Меня так редко спрашивали о моем мнении, что я даже не знал, есть ли оно у меня, пока оно не выскочило у меня изо рта.
– Нам надо войти. Мы должны знать.
Мы поднимались по шаткой задней лестнице. Доброджану шел впереди, одна рука была засунута в пальто и наверняка сжимала револьвер. Я шел следом, нащупывая пальцами рукоятку ножа, чтобы успокоить нервы. Граво был в арьергарде и по-французски бормотал что-то похожее на проклятия. Раз или два я уловил слово «Пеллинор».
Лестница была тревожно непрочной и раскачивалась с каждым нашим шагом, старые ступени жалостно скрипели и протестующе стонали. Мы добрались до площадки четвертого этажа, где наш предводитель достал из кармана револьвер и толкнул дверь. Мы последовали за ним.
Во всю длину здания шел узкий, плохо освещенный коридор; его стены почернели от копившейся десятилетиями грязи, на полу блестели пятна воды и более темные кляксы неизвестного происхождения, возможно, моча или испражнения, потому что в коридоре воняло и тем, и другим, а также вареной капустой, табаком, дровяным дымом и еще особым запахом человеческого отчаяния.
Было очень холодно и смертельно тихо. Мы с минуту стояли не двигаясь и едва дыша, пытаясь услышать какие-нибудь признаки жизни. Ничего.
Доброджану прошептал.:
– Конец коридора, последняя дверь налево.
– Уилл Генри должен пойти первым, – предложил Граво. – Он самый маленький, и у него самая легкая поступь. Мы останемся здесь и прикроем его.
Доброджану уставился на него из-под густых седых бровей.
– Как вы вообще стали монстрологом, Граво?
– Комбинация семейного давления и социальной недоразвитости.
Доброджану хмыкнул.
– Пойдем, Уилл. Граво, оставайтесь здесь, если хотите, но следите за лестницей!
Мы осторожно двинулись по коридору, по пути оставив справа центральную лестницу. Единственным источником света был пожарный выход, и по мере того как мы шли, этого света становилось все меньше.
Доброджану перешагнул через сверток из тряпок и указал мне на него, чтобы я в темноте не запнулся. К своему удивлению, я увидел, что сверток шевелится и что в тряпье завернут ребенок всего нескольких месяцев от роду, с широко открытым в жалостном беззвучном крике ртом. Его темные глаза беспокойно крутились в глазницах, тонкие, как тростинки, руки хватали воздух.

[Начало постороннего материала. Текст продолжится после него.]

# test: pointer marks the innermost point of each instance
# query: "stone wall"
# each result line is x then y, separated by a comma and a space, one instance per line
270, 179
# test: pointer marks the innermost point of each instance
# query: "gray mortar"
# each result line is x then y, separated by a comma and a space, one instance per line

Я потянул старика за рукав и показал на ребенка. Он изумленно поднял брови.
– Он жив? – прошептал он.
Я присел перед брошенным ребенком на корточки. Маленькая ручонка крепко схватила меня за палец. Глаза, казавшиеся очень большими на истощенном лице, уставились на меня. Ребенок с явным любопытством меня изучал, сжимая мой палец.
– Где-то здесь должны быть его родители, – предположил Доброджану. – Пошли, Уилл.
Он заставил меня встать. Ребенок не заплакал, когда я отнял свой палец. Возможно, он был слишком слаб или слишком болен, чтобы плакать.
Доброджану пошел по коридору, но я не двинулся с места. Я смотрел на ребенка у своих ног. Для меня это было слишком. Как часто я оплакивал свою судьбу, огромную несправедливость смерти моих родителей или свою службу у эксцентричного гения, чьи мрачные погони толкали меня в самые тревожные ситуации и даже заставляли рисковать жизнью? Но что это было по сравнению с голодным ребенком, брошенном в грязном коридоре, пропахшем мочой и капустой? Да что я знал о страдании?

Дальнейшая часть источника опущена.